I should have known today was going to be rough when I dropped multiple egg shells into my breakfast and then forgot my lunch for work.
It kinda went downhill from there.
I think I'm done crying though. That was a looong one. Obviously needed. I feel silly sometimes writing about it or posting on facebook but I don't have anyone here to talk to right now and it at least gets it out of my system so it doesn't eat me alive. A counselor would probably be good but I don't like paying for one when most of the time, I feel like I'm doing OK.
I am going tonight though to meet with a small group of women who have also gone through loss. I've never done anything like that before so hopefully it will help.

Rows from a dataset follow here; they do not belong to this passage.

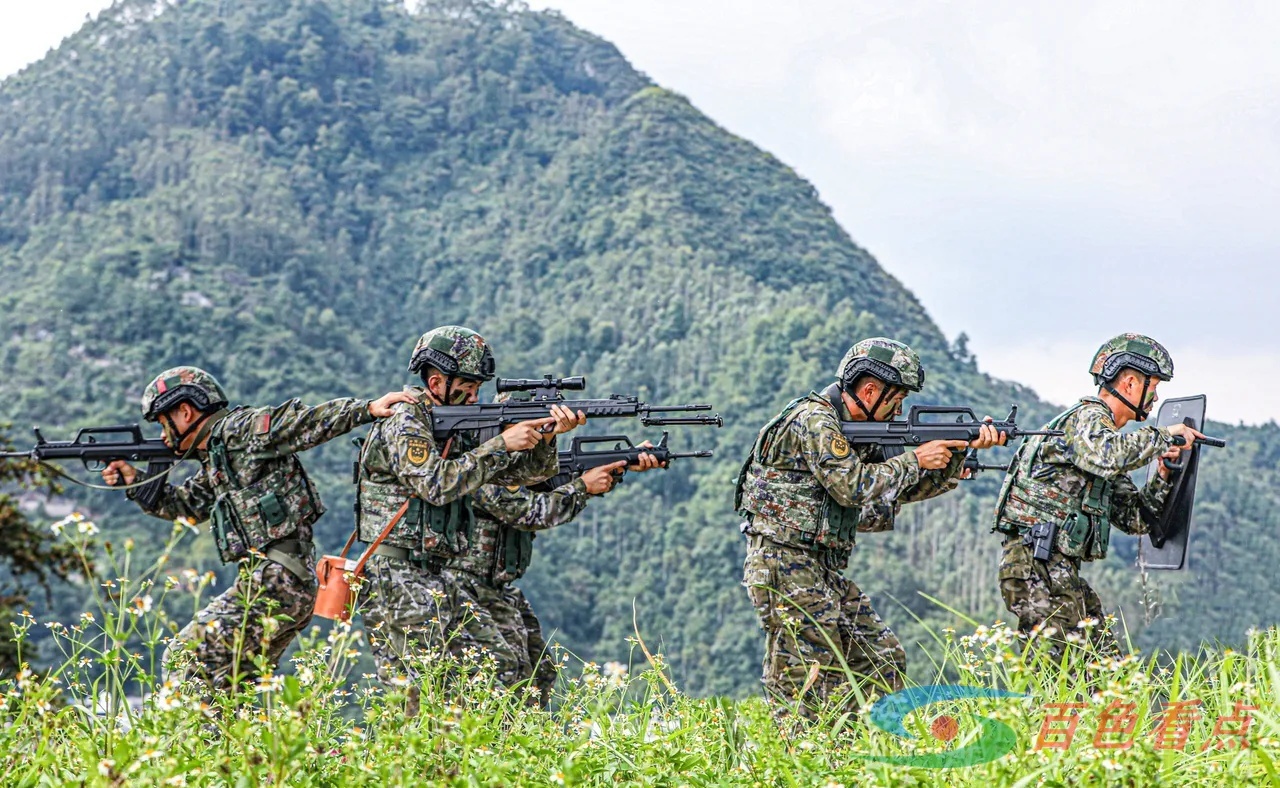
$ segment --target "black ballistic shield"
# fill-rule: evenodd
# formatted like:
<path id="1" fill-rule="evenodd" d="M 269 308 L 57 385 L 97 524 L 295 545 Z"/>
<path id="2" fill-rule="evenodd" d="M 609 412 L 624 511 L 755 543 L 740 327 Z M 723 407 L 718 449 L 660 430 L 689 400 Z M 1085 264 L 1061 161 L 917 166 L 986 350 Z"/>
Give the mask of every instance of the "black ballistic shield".
<path id="1" fill-rule="evenodd" d="M 1169 427 L 1189 423 L 1204 429 L 1205 397 L 1179 397 L 1165 401 L 1156 415 L 1156 426 Z M 1190 420 L 1190 421 L 1188 421 Z M 1147 466 L 1147 479 L 1158 472 L 1161 460 Z M 1170 477 L 1172 489 L 1165 499 L 1160 521 L 1151 526 L 1146 536 L 1139 537 L 1138 566 L 1143 569 L 1182 570 L 1187 568 L 1187 543 L 1191 536 L 1191 510 L 1196 500 L 1196 472 L 1200 465 L 1200 446 L 1184 452 Z"/>

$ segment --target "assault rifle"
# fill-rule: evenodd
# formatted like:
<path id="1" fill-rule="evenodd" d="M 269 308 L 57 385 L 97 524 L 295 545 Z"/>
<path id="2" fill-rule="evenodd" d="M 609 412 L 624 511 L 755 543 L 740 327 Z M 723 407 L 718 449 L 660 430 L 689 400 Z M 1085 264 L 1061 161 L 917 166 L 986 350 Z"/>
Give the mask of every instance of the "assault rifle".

I just get really mad and sad and then repeat. I feel stuck in a way. A part of me wants to move on, forget it, just stop (whatever that means), or give away all of Karlyn's baby clothes I've been saving so I don't have them to remind me of that hope or possibility. It's like this instinct comes into play where you think, "I want to make sure this never, ever happens again and that I never have to feel this pain again."
But the only thing is, you can't. Because having a baby is the only thing you want. And you'll never stop hoping or trying because it's sewn so deep into your heart that you couldn't tear it out if you tried. I ask myself, did God give me these desires only to keep ripping them away? Is something good supposed to come from all this? On a good day, my answer is yes. There is a plan.
Today I just cry though and get mad and hope I wake up tomorrow on the other side.